Will try and keep to relevant stuff ( will dump some feelings stuff behind a spoiler possibly)
When my mom passed a badly worded will stuck her estate between me and my sister, which included the house I had bought myself and my mom to live in.
My sister will accept no deals, to the point of I had her accepting a deal once, got the mortgage set up, then she backed out of the paperwork at last second( which was a nice little bonus hit to my credit cancelling it at the last second too)
It's been almost 3 years, contact from her has all but ceased to exist, and here I am stuck in my ghost box, unable to move forward with anything,
Do I have any legal recourse? I've been the only one of us to pay any estate bills, I pay all the rents and costs on said estate, for 3 years post her death, and 10+ years prior to her death. ( have paperwork showing both)
I just, I need to move forward with this, I am slowly circling a mental drain being trapped by this situation.
The main reason this dwells on me so hard is ya, she almost never contacted/gave a shit about either parent when they got sick, when my dad died, when mom then got sick, it was 100% on me, I took care of both of them, both of them died in my arms. I had gifted my mom a visit to said sister about 3 weeks before she died, sister ignored her, and let her get badly hurt in a fall as well. an injury she died clutching. She had even realized how the bad wording could end up and we had an appointment with the lawyer to adjust it ( that lawyer shrugged about it , and was useless so that's sadly not a route)
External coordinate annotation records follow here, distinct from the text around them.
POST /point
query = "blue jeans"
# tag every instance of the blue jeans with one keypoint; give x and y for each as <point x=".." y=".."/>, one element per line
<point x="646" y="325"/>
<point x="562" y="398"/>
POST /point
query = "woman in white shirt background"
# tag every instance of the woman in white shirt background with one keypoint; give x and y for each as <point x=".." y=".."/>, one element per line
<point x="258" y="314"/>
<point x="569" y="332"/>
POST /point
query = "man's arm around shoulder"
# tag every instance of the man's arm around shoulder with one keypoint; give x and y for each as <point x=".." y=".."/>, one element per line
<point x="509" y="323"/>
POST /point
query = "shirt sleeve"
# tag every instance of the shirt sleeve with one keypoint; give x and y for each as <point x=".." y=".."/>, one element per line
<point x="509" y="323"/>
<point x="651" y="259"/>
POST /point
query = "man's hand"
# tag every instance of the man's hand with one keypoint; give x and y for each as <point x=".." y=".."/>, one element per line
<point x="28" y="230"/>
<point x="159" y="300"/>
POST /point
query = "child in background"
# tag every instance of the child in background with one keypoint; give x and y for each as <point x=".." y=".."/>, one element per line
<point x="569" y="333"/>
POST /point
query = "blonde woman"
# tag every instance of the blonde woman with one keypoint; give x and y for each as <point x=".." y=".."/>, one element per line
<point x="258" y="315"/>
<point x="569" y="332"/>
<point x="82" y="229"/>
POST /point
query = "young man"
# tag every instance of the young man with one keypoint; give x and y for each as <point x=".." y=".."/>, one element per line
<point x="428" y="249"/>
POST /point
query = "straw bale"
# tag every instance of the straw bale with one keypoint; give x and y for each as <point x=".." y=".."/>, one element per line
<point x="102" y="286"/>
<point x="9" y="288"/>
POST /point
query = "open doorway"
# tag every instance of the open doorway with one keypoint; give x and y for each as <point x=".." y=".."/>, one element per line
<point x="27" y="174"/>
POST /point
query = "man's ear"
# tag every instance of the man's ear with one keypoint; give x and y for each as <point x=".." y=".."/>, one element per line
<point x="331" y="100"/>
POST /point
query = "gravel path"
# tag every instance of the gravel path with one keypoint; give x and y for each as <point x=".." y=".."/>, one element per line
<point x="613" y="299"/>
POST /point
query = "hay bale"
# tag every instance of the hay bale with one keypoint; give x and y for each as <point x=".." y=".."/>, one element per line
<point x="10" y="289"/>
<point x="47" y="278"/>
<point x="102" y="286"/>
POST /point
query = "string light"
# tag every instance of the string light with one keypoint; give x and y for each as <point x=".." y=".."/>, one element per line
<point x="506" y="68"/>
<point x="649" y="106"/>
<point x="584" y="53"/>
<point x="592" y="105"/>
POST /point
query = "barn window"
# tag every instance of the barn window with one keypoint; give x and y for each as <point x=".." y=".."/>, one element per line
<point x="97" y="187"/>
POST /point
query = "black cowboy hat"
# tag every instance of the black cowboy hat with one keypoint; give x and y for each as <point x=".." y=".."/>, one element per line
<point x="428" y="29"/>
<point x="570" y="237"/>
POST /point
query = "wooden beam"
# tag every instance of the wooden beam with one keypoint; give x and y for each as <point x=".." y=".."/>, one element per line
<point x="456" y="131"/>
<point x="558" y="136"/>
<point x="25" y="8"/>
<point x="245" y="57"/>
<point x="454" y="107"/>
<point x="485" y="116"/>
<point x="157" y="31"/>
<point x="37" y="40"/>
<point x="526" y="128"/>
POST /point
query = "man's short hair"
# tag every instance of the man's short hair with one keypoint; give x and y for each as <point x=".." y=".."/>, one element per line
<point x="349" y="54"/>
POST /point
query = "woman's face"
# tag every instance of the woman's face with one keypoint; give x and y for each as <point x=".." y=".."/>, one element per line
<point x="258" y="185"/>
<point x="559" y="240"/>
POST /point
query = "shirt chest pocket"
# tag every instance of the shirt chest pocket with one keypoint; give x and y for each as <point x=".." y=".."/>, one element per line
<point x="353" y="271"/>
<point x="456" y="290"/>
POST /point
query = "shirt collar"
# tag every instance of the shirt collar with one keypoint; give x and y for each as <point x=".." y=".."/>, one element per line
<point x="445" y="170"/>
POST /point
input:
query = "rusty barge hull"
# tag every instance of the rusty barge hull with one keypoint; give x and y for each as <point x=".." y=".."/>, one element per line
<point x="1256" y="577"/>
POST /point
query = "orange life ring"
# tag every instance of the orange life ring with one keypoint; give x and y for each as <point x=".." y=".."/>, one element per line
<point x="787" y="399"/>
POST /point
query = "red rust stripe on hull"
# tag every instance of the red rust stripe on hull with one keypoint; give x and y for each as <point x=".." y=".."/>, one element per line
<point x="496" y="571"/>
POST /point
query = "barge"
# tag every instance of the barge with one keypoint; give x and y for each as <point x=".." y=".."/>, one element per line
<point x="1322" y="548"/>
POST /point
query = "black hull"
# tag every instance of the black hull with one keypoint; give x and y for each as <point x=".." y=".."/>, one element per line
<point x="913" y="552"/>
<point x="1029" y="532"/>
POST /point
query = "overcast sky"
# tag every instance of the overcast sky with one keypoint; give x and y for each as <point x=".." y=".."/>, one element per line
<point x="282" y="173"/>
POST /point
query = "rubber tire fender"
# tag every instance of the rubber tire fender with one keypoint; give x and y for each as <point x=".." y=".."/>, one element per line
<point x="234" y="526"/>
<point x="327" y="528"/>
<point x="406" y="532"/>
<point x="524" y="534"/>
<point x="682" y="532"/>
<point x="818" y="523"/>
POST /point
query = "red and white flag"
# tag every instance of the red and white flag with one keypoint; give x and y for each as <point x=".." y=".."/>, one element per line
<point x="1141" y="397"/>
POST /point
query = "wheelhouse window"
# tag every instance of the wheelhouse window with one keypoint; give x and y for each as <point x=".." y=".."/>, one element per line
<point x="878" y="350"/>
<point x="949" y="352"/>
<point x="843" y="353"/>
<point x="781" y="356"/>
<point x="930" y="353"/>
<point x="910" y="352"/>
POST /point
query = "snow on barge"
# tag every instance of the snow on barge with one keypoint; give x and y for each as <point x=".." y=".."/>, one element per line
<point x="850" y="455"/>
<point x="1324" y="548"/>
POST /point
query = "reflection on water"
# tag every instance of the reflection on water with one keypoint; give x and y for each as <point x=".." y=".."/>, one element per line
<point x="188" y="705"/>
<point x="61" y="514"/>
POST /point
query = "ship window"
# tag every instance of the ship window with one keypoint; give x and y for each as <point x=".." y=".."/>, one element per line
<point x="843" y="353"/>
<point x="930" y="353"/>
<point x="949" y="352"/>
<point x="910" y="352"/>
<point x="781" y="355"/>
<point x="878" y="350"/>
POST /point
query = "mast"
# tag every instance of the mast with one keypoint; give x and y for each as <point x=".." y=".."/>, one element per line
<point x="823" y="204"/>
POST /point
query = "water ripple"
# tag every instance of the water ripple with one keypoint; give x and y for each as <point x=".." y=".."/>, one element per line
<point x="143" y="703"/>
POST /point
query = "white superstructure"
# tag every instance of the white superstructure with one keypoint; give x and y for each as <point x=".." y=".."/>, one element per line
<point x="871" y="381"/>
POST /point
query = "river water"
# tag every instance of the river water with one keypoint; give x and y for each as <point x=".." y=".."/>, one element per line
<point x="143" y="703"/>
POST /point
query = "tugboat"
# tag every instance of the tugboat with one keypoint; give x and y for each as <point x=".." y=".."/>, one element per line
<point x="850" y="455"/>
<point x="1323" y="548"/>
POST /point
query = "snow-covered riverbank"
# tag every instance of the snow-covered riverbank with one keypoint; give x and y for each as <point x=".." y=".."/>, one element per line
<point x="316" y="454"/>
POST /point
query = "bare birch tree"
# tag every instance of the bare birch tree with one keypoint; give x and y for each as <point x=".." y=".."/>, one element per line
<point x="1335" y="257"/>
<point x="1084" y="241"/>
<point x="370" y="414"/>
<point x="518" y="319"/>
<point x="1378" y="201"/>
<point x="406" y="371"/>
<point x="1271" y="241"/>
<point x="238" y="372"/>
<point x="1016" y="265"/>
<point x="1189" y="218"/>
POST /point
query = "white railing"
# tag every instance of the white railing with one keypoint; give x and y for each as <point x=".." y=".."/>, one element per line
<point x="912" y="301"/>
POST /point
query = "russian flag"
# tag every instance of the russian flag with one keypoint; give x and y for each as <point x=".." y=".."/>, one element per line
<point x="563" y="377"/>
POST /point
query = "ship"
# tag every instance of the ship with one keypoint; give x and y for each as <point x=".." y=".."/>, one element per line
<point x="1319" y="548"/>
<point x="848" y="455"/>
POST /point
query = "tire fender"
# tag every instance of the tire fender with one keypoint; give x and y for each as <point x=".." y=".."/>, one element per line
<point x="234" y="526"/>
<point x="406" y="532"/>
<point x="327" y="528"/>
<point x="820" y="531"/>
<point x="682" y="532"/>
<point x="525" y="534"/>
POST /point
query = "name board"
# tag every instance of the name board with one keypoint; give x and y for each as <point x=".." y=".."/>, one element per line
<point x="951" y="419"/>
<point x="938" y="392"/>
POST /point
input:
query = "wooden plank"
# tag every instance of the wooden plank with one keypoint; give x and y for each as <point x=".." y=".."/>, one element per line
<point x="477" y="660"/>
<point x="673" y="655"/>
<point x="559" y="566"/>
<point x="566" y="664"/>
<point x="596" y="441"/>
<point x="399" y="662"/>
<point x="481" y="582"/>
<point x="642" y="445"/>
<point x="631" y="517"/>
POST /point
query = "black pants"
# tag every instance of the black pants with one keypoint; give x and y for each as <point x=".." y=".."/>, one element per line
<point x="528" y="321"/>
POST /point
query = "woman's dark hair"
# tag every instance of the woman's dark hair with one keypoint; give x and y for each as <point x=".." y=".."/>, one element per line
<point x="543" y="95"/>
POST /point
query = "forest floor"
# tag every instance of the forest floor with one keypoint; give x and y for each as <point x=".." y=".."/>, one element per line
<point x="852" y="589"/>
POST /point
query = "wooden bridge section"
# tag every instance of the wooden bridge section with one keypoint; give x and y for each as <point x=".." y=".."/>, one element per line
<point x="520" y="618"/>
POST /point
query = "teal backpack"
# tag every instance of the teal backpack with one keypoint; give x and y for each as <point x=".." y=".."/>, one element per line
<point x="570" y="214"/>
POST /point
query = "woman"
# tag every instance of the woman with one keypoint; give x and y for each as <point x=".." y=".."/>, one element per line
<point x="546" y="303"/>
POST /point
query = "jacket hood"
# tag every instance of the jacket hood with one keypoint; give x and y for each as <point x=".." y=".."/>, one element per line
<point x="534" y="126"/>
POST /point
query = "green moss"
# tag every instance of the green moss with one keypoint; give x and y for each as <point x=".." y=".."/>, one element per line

It was me and my mom against the world post my dad's death, and being trapped unable to move any of our plans to improve life forward, being trapped by the sister that has abused her the most , it's just destroying me, and I need an option, she's had multiple high priced offers she's accepted then rejected at last minute for no reason, and offers no further options, then just vanishes from contact for a year at a time.